La Cour de cassation a récemment procédé à un revirement de sa jurisprudence établie depuis 2017 en matière de harcèlement moral.

Les faits

Dans cette affaire, une association gérant un foyer accueillant des adolescents en difficulté embauche en novembre 2002 une salariée en qualité de psychologue. En avril 2018, cette salariée est licenciée pour faute grave. Soutenant avoir subi et dénoncé des agissements de harcèlement moral, la salariée a saisi en octobre 2018, la juridiction prud’homale de demandes tendant notamment à la nullité de son licenciement et au paiement de diverses sommes au titre du harcèlement moral, de la violation de l’obligation de sécurité et de la rupture du contrat de travail. La Cour de cassation ne se prononce que sur le moyen tiré de la nullité du licenciement, les autres n’étant manifestement pas de nature à entraîner la cassation.

Le revirement

Il est établi qu’aucun salarié ne peut être sanctionné, licencié ou faire l’objet d’une mesure discriminatoire pour avoir subi, refusé de subir ou dénoncé des faits de harcèlement moral, tout licenciement ou tout acte disciplinaire intervenu en méconnaissance de ce principe étant nul. Cette règle, d’ordre public, résulte de la combinaison des articles L. 1152-1, L. 1152-2 et L. 1152-3 du code du travail. À cette règle, la jurisprudence a apporté deux nuances : une exception, en cas de mauvaise foi du salarié (Soc. 10 mars 2009, n° 07-44.092), et une condition, le salarié dénonçant des faits de harcèlement moral devant les qualifier comme tels pour pouvoir bénéficier de la protection contre le licenciement (Soc. 13 sept. 2017, n° 15-23.045).

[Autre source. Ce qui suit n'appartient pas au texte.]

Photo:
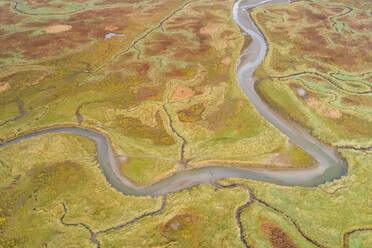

Dans l’affaire qui nous intéresse, la salariée est licenciée pour avoir adressé aux membres du conseil d’administration de l’association une lettre dénonçant le comportement de son supérieur hiérarchique. Cette lettre était illustrée de plusieurs faits ayant entraîné, selon elle, une dégradation de ses conditions de travail et de son état de santé, mais ne faisait pas ressortir l’expression « harcèlement moral ». En conséquence, en application de la jurisprudence établie depuis 2017, la salariée ne pouvait espérer se prévaloir des dispositions protectrices des articles L. 1152-2 et L. 1152-3 du code du travail.

Cependant, une telle solution aboutit à des ruptures d’égalité. En premier lieu, les juges ont octroyé à l’employeur la possibilité d’invoquer au cours du procès la mauvaise foi du salarié licencié qui a dénoncé des faits de harcèlement moral sans qu’il soit tenu d’en avoir fait mention dans la lettre de licenciement (Soc. 16 sept. 2020, n° 18-26.696), alors qu’en application de la jurisprudence de 2017, le salarié est privé de la possibilité d’améliorer sa défense devant le juge. Ensuite, lorsque le salarié ne fait pas un usage abusif de sa liberté d’expression et n’est pas de mauvaise foi, comment justifier une rupture d’égalité entre un salarié qui inscrit « harcèlement moral » dans sa dénonciation et celui qui ne l’inscrit pas, le premier étant protégé du licenciement et pas le second, alors que la protection contre le harcèlement est d’ordre public ?

Dans cette affaire, l’employeur ne pouvait légitimement ignorer que, par cette lettre, la salariée dénonçait des faits de harcèlement moral. La Cour estime que les juges du fond ont à juste titre retenu que le grief énoncé dans la lettre de licenciement était pris de la relation d’agissements de harcèlement moral. Dès lors, ayant estimé que la mauvaise foi de la salariée n’était pas démontrée, la cour d’appel en a déduit à bon droit que le grief d’agissements de harcèlement moral emportait à lui seul la nullité du licenciement.